Wednesday, January 11, 2012

More Field Mowed

Conditions have been pretty much perfect for mowing.  The Indian Grass is dry and is still standing in a nearly vertical orientation.  I’m getting an even cut that makes it easy to see any undesirable plants in my path.  In the distance, just past the large Eastern Red Cedars, is the last bit of field I mowed and beyond that is the former Multiflora Rose thicket.

There were no rose bushes or other exotic invasive plants growing with the Indian Grass.  The only threat to the integrity of the prairie was the cedar infestation.  It’s impressive to have an area grow untouched for eight years without having any major management issues.

Soils in this field have formed over shale bedrock and have a pH below neutral.  The Deerberry shrubs growing here don’t show any of the signs of die back exhibited by the members of their species growing on the high pH limestone based soils.

The short grass portion of the field showed a similar lack of invasive species.  The red flag marks a lone rose found growing here.

Several small Blackjack Oaks were found hidden by the tall grass.  Fortunately, I spotted their leaves soon enough to avoid mowing them over.  The oaks will be encouraged to grow while the row of trees behind is thinned.  The goal is to allow more interaction between the two isolated fields. 

These cedars are producing too much shade and have effectively stopped the advance of the prairie grasses.  Removal of a few trees and pruning the lower branches of a few others should improve the light conditions.  Sunlight may appear plentiful beneath the trees right now, but winter sunlight is of no benefit to the warm weather grasses.  By next summer, the angle of sunlight will be from the right of the picture and the line of trees will produce a shadow that will be almost continuous through the day.

The time of long shadows comes quickly in January.  By the time the mowing is finished, I’ve managed to work up a sweat.  It looks sunny, but in fifteen minutes that will all be gone.  I’ll be thoroughly chilled by the time I get JR back to the barn.

After looking over what I’ve just finished, I like to take a quick look at what’s to come.  One more section will complete my mowing work in this field.

The moon, looking extremely man faced, escorts me back to the barn.  I’ll keep working on mowing projects for as long as the weather allows.  Winter is my most active time of hands-on management at Blue Jay Barrens and weather usually dictates what form the management activities will take.


  1. I keep wondering, as I look at your images of Indian grass dominated fields -- Have you posted a list of native forbs and other grasses that grow in these prairie patches?

  2. HI Steve...Looks like you and JR have been on a real tear from todays post and a few previous ones !!!
    Those rose bushes don't stand a chance with you fella's !!
    Love the sun through the cedars, but I know what you mean about the difference in summer!
    Snow for us tomorrow...we have had bare ground with just a few quick melting snows since Thanksgiving!
    Unusal winter!!
    Like your man in the moon! : }

  3. Hi James.
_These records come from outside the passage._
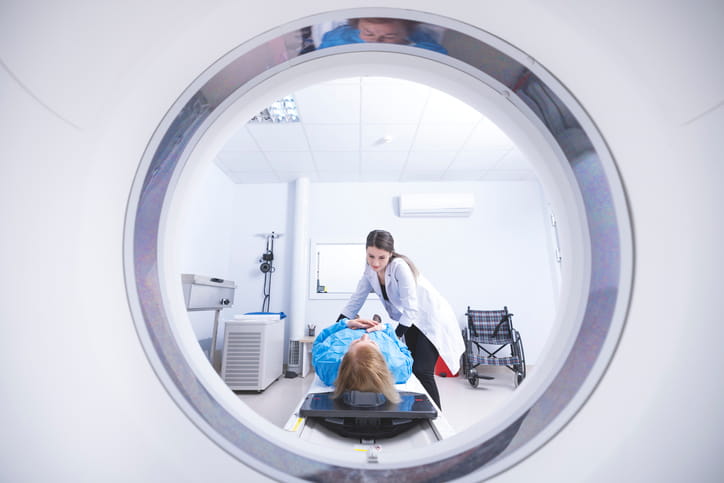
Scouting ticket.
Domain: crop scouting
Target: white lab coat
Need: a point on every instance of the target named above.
(413, 302)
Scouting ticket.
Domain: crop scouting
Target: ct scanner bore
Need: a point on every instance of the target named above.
(594, 199)
(649, 74)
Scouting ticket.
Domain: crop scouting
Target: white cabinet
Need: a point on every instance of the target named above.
(253, 354)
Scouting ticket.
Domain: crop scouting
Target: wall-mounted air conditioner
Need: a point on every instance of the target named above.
(436, 204)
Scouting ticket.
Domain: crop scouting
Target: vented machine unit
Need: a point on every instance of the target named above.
(253, 354)
(208, 293)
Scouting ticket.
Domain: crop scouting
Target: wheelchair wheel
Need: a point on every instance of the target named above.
(519, 376)
(464, 364)
(473, 378)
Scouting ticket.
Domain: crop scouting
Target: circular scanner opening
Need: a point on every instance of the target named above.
(572, 163)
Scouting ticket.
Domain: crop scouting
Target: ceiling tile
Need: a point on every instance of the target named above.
(242, 161)
(372, 162)
(392, 101)
(429, 160)
(487, 135)
(243, 177)
(337, 161)
(290, 161)
(462, 175)
(241, 140)
(375, 136)
(333, 137)
(444, 108)
(329, 103)
(479, 160)
(515, 160)
(421, 176)
(279, 137)
(441, 137)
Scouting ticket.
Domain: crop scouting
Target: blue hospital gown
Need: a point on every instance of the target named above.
(332, 343)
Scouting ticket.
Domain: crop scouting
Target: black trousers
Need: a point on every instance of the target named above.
(424, 358)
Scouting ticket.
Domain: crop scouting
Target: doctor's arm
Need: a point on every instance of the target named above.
(357, 299)
(407, 287)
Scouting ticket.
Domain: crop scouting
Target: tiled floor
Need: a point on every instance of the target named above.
(462, 404)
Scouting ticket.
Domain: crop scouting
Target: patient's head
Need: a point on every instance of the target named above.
(363, 368)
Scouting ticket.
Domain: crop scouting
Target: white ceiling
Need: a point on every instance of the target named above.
(374, 129)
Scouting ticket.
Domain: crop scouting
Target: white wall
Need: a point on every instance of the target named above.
(498, 256)
(203, 238)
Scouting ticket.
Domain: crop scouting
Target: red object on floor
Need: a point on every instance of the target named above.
(441, 369)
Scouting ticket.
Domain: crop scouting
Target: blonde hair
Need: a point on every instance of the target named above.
(363, 368)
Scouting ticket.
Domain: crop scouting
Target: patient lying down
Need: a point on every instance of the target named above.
(361, 355)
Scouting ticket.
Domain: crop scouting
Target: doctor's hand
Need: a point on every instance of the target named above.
(369, 325)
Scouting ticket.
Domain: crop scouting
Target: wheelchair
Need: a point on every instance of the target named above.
(488, 328)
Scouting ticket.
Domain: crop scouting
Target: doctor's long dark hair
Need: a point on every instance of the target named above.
(383, 240)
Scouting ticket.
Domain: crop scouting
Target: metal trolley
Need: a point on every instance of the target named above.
(492, 328)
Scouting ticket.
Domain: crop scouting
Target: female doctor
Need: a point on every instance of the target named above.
(424, 317)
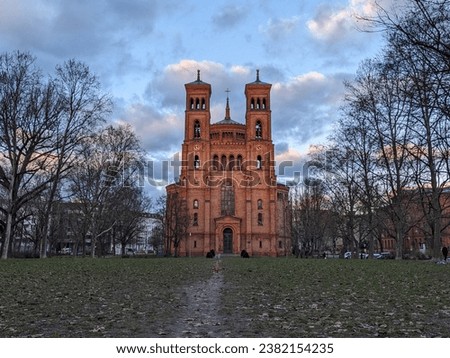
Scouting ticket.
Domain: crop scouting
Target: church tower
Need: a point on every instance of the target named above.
(227, 186)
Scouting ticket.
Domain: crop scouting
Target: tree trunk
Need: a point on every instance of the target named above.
(8, 234)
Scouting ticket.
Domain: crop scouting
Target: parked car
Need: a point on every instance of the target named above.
(383, 256)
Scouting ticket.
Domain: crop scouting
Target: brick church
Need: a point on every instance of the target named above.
(227, 186)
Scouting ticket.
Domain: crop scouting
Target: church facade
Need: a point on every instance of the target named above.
(227, 185)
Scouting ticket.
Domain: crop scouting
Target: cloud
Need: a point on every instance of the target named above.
(276, 29)
(229, 16)
(331, 24)
(305, 106)
(160, 133)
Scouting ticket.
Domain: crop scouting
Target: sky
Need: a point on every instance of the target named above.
(144, 51)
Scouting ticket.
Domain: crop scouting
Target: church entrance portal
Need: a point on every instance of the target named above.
(227, 241)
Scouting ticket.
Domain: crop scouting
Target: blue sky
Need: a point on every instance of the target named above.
(145, 50)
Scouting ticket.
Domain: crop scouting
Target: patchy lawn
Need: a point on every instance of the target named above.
(66, 297)
(256, 297)
(337, 298)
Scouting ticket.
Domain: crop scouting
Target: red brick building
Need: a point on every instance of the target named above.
(227, 182)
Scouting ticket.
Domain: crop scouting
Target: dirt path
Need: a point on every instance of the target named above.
(199, 310)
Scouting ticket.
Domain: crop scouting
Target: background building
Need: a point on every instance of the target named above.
(227, 197)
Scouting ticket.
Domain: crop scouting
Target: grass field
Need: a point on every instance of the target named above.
(257, 297)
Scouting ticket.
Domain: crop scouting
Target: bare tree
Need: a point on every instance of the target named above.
(83, 109)
(29, 108)
(418, 36)
(177, 221)
(99, 176)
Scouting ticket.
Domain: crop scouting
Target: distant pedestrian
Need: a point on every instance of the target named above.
(445, 253)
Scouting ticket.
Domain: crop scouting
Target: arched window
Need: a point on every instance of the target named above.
(258, 129)
(231, 163)
(239, 162)
(227, 198)
(215, 162)
(197, 131)
(196, 162)
(195, 221)
(223, 162)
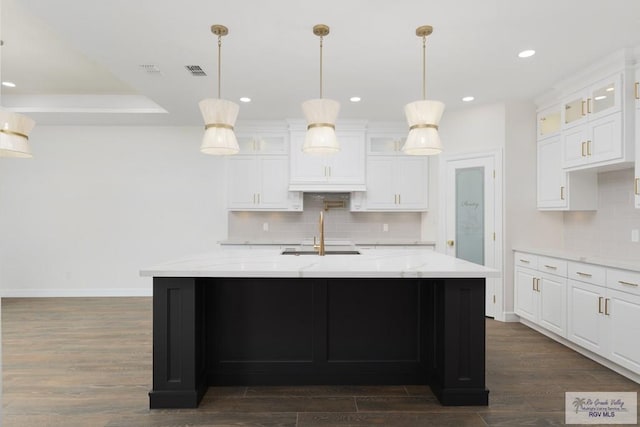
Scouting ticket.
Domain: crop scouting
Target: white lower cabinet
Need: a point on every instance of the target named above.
(593, 306)
(260, 183)
(541, 291)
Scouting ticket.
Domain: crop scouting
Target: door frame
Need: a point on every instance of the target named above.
(497, 157)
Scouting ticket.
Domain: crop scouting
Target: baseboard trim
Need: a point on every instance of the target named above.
(99, 292)
(583, 351)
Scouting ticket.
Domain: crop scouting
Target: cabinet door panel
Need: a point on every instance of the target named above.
(525, 294)
(381, 187)
(574, 146)
(275, 181)
(553, 303)
(606, 139)
(243, 180)
(624, 329)
(347, 166)
(585, 326)
(412, 182)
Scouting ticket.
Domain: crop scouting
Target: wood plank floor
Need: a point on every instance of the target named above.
(87, 362)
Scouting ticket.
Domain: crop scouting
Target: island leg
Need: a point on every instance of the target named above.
(459, 338)
(179, 342)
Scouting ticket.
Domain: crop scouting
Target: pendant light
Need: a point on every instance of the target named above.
(321, 114)
(423, 116)
(219, 114)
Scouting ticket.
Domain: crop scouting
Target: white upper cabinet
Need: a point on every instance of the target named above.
(395, 181)
(549, 121)
(342, 171)
(258, 177)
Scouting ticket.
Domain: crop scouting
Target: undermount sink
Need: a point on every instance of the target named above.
(326, 252)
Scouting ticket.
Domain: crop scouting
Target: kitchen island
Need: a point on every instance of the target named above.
(257, 317)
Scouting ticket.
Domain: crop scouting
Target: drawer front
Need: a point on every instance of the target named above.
(552, 266)
(525, 260)
(588, 273)
(623, 280)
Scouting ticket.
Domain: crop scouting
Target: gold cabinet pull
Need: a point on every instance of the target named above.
(622, 282)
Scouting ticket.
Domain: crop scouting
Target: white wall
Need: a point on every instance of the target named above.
(524, 225)
(96, 204)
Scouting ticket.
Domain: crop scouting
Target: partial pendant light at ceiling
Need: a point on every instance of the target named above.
(321, 114)
(423, 116)
(14, 134)
(219, 114)
(14, 131)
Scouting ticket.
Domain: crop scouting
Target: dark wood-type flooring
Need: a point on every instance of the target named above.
(87, 362)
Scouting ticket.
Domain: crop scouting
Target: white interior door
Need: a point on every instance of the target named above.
(470, 206)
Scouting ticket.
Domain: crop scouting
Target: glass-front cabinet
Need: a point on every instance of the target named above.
(549, 121)
(598, 100)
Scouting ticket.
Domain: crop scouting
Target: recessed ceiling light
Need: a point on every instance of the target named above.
(527, 53)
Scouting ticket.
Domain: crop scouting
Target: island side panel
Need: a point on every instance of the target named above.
(179, 342)
(459, 368)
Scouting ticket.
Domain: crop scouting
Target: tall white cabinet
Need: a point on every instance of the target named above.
(596, 307)
(636, 180)
(395, 181)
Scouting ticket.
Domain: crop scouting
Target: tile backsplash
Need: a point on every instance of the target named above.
(606, 232)
(340, 223)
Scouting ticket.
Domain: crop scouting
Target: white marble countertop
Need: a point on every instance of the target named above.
(269, 262)
(630, 264)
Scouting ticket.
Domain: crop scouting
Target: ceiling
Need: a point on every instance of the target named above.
(79, 61)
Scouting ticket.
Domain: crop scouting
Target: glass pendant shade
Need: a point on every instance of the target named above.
(423, 118)
(14, 134)
(219, 117)
(321, 115)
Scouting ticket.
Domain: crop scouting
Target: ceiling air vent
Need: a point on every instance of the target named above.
(195, 70)
(150, 69)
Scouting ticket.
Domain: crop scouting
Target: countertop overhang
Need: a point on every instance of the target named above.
(371, 263)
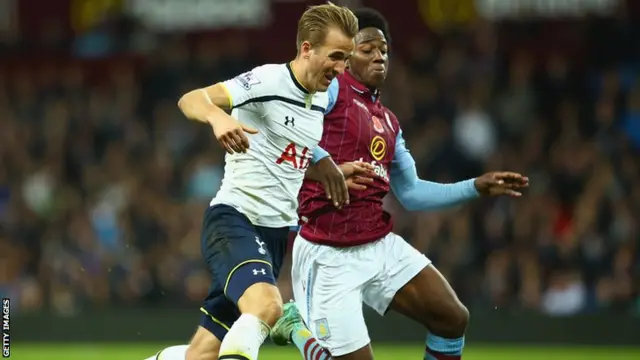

I haven't put one together yet, but the list would be rather long and probably misleading. When Indian Grass colonizes a new section of old crop field, it quickly becomes a thick monoculture. After a few years, the density of plants begins to thin and forbs appear. Diversity continues to increase. I'm not sure I have any Indian Grass fields that have reached a point of equilibrium.

    Hi Grace. We had almost an inch of rain today and tomorrow night it's supposed to snow. Looks like the mowers won't be leaving the barn for a while. There's another warm up forecast for next week, so the snow shouldn't stay around very long.

  4. In any case, I'd love to see some pictures of them as the opportunity arises this coming growing season.

  5. I'll make sure to post some pictures as the plants develop.